In his direct appeal, Thompson never claimed that the government had breached oral plea agreements with him or any of his associates. Although represented by Ms. Gambino, Thompson attempted to file a pro se supplemental brief on appeal, and the Seventh Circuit denied his motion. (See Seventh Cir. Case No. 07-2086, Dkt. Nos. 55, 56.) It is worth noting that his pro se brief does not reference any alleged oral plea agreements with himself or his associates. He did argue that he was entitled to “specific performance,” but only in the context of arguing that he should be held responsible only for those acts that he admitted during the plea colloquy.

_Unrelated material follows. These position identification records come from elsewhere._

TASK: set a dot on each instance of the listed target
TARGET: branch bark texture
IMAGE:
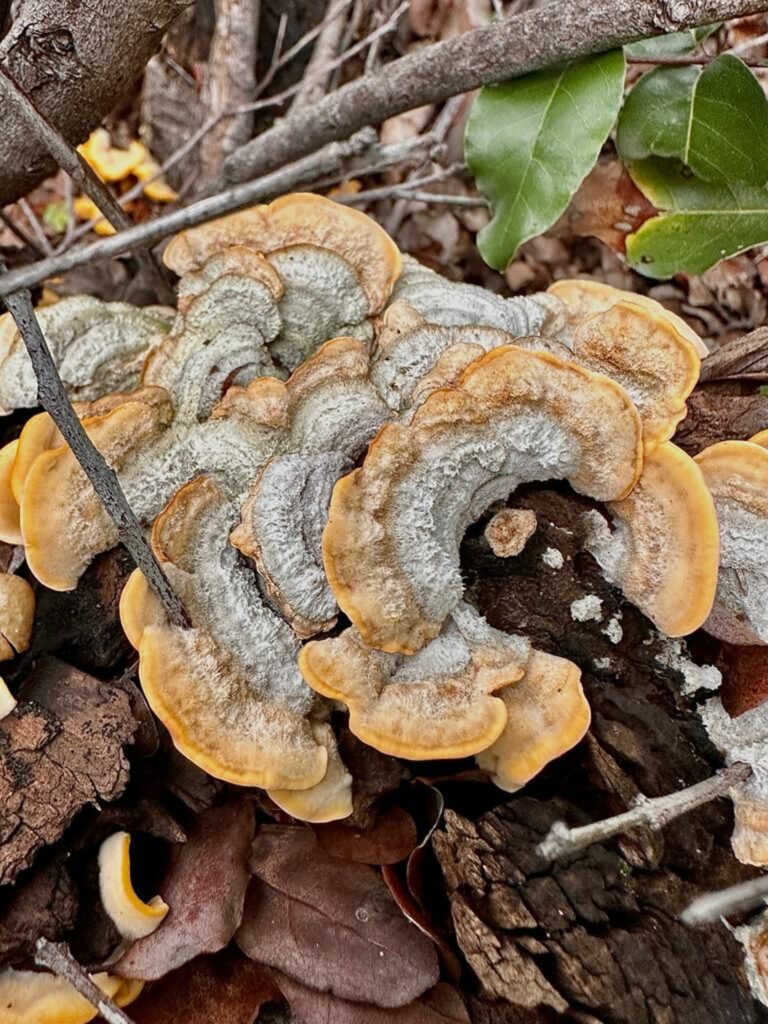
(75, 60)
(549, 35)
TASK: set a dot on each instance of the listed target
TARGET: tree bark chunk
(75, 61)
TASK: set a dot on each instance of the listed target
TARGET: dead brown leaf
(205, 888)
(607, 206)
(441, 1005)
(719, 413)
(332, 924)
(224, 988)
(390, 838)
(59, 750)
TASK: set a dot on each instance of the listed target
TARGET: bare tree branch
(548, 35)
(230, 80)
(77, 60)
(101, 476)
(654, 813)
(323, 168)
(70, 161)
(57, 958)
(718, 904)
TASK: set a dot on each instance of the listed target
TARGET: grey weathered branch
(101, 476)
(360, 155)
(545, 36)
(70, 161)
(230, 79)
(77, 62)
(735, 899)
(56, 957)
(654, 813)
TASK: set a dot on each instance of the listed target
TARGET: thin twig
(101, 476)
(721, 903)
(70, 161)
(35, 226)
(20, 233)
(685, 60)
(314, 81)
(56, 957)
(324, 168)
(654, 813)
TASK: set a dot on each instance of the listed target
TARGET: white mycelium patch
(97, 346)
(587, 608)
(451, 304)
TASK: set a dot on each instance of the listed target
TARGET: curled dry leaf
(66, 737)
(205, 888)
(389, 838)
(346, 934)
(441, 1005)
(223, 988)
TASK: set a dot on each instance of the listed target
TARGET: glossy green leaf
(693, 141)
(530, 142)
(671, 45)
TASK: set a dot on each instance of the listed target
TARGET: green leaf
(530, 142)
(693, 141)
(672, 45)
(56, 216)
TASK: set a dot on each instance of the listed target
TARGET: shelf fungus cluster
(306, 446)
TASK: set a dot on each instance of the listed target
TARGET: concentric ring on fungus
(455, 398)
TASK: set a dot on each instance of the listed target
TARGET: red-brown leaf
(389, 839)
(331, 924)
(59, 750)
(225, 988)
(205, 889)
(441, 1005)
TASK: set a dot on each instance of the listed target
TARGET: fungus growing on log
(664, 548)
(131, 915)
(548, 714)
(45, 998)
(16, 614)
(336, 265)
(98, 347)
(736, 474)
(391, 545)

Thompson argues that Ms. Gambino’s ineffectiveness in raising the issue is cause to avoid procedural default, but even if it were, the claim fails. The existence of oral plea agreements, either with Thompson or with his associates, is implausible in light of the record in this case. Thompson acknowledged during the plea colloquy that he understood he was facing a maximum of life in prison. He heard the prosecutor explain that he would try to in*953crease Thompson’s sentence by proving additional facts at sentencing in relation to drug quantities, Thompson’s role in the offense, firearms, and other factors. He heard that his sentence would ultimately be determined by me. Thompson was given considerable leeway to speak during the hearing, but he never explained that he (or any of his associates) had plea agreements with the government. In fact, he denied on the record that any promises had been made to induce his guilty plea.

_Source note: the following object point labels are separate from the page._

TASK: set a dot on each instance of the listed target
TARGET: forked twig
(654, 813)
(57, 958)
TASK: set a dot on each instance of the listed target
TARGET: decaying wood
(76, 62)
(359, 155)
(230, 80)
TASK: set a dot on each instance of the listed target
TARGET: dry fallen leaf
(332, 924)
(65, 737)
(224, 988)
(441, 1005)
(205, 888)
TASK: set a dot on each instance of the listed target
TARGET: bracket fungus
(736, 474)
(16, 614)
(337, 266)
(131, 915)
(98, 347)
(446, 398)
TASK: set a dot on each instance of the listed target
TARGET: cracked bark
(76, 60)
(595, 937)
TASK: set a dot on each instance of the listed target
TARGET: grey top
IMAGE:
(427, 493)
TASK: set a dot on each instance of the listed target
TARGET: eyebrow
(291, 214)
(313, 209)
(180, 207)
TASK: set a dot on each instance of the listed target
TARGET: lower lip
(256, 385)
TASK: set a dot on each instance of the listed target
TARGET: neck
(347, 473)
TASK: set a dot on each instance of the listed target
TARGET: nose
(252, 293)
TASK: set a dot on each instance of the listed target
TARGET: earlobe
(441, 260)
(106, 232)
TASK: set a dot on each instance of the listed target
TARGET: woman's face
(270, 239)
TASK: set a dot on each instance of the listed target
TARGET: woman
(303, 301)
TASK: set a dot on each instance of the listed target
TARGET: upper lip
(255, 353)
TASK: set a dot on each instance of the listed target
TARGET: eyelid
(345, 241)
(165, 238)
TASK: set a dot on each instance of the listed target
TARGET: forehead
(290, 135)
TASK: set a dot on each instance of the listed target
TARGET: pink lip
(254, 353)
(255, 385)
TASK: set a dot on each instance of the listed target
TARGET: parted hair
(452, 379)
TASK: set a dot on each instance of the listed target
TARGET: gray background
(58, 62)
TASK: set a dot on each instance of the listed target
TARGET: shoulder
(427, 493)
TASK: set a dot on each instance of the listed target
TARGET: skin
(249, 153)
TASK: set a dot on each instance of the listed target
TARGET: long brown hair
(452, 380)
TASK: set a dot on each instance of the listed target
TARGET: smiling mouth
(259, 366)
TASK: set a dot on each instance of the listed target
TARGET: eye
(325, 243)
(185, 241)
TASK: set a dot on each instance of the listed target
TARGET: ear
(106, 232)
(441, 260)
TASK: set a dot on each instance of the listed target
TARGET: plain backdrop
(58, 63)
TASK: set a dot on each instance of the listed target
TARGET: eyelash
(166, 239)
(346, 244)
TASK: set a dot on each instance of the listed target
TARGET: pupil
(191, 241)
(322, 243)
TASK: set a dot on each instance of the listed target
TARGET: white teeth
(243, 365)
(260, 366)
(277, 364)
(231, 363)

While Thompson now contends that he did not understand “promises” to encompass oral agreements or understandings, this argument is frivolous. Thompson represented himself to be the owner of various businesses. He was the head of a sophisticated drug conspiracy. He cannot seriously argue that he did not understand the significance of this question. It is well-established that a petitioner cannot prevail on a claim that depends on his having lied during the plea colloquy. See United States v. Peterson, 414 F.3d 825, 827 (7th Cir.2005) (“[A] motion that can succeed only if the defendant committed perjury at the plea proceedings may be rejected out of hand unless the defendant has a compelling explanation for the contradiction.”). Here, Thompson does not offer a compelling explanation for his failure to mention the existence of alleged oral plea agreements at the plea colloquy. See Mejia v. United States, 740 F.Supp.2d 426, 429 (S.D.N.Y.2010) (rejecting without a hearing petitioner’s argument that he had an undisclosed oral plea agreement because it was contradicted by petitioner’s own testimony at the plea colloquy).
The fact that alleged oral agreements were made with Thompson’s associates, rather than Thompson himself, does not aid him. During the plea colloquy, Mr. Friedlander explained that Thompson understood “that the proactive work done by him and others for the government will have to be proven to Your Honor without any help of that being proved from the government.” (COP Hr’g at 27.) After hearing this, and all the other admonishments outlined above, Thompson chose to enter a blind plea of guilty. He cannot carry his burden to show the existence of any oral plea agreements, so this claim is denied.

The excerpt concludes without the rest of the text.